The Tesla Model S electric car has received plenty of praise from Consumer Reports, and now Tesla’s repair service turns out to get high marks too.
The Silicon Valley carmaker’s service was ranked top among all car dealers in Consumer Reports’ annual survey of subscribers.
In fact, Tesla was the only carmaker to score higher than independent shops not associated with car dealers — which generally outscore dealer-operated service centers.
The rankings were based on factors like the timeliness of repairs, cost, courteousness of the staff, perceived quality, and overall satisfaction.
These criteria were assessed by a survey group consisting of subscribers who had repairs made on more than 121,000 vehicles — including 80,000 repairs done at franchised new-car dealers, with the balance of 41,000 at independent shops.
Perhaps aware of the glaring spotlight cast on any new car company and its ability to support the cars it delivers, Tesla has made considerable efforts to keep customers happy — including standard loaner cars and picking up and returning cars needing service on flatbed trucks.

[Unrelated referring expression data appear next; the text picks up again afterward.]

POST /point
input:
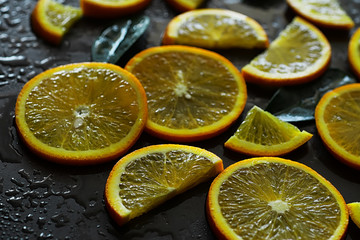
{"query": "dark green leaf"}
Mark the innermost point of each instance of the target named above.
(297, 103)
(117, 39)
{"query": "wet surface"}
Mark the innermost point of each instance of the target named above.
(42, 200)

However, Consumer Reports notes that it’s possible Tesla may not be able to maintain these high standards if its sales numbers grow significantly.
With a relatively small number of Model S electric cars currently on the road, Tesla has far fewer customers to satisfy thus far than most established luxury brands.
The Consumer Reports staff said they will watch closely to see if Tesla’s repair policies change after the launch of the Model 3 small sedan (expected in two to four years).
With a target base price of around $35,000, Tesla will move downmarket with the Model 3, so whether it adopts the attitude of a more mainstream brand when it comes to service remains an open question.
The upscale brands largely dominate the survey: Buick, Lincoln, Cadillac, Lexus, Porsche, and Acura followed Tesla in the ratings, in that order.
Of course, Tesla does have one advantage over these and other brands: Its electric cars have fewer parts, so there’s less to potentially go wrong in the first place.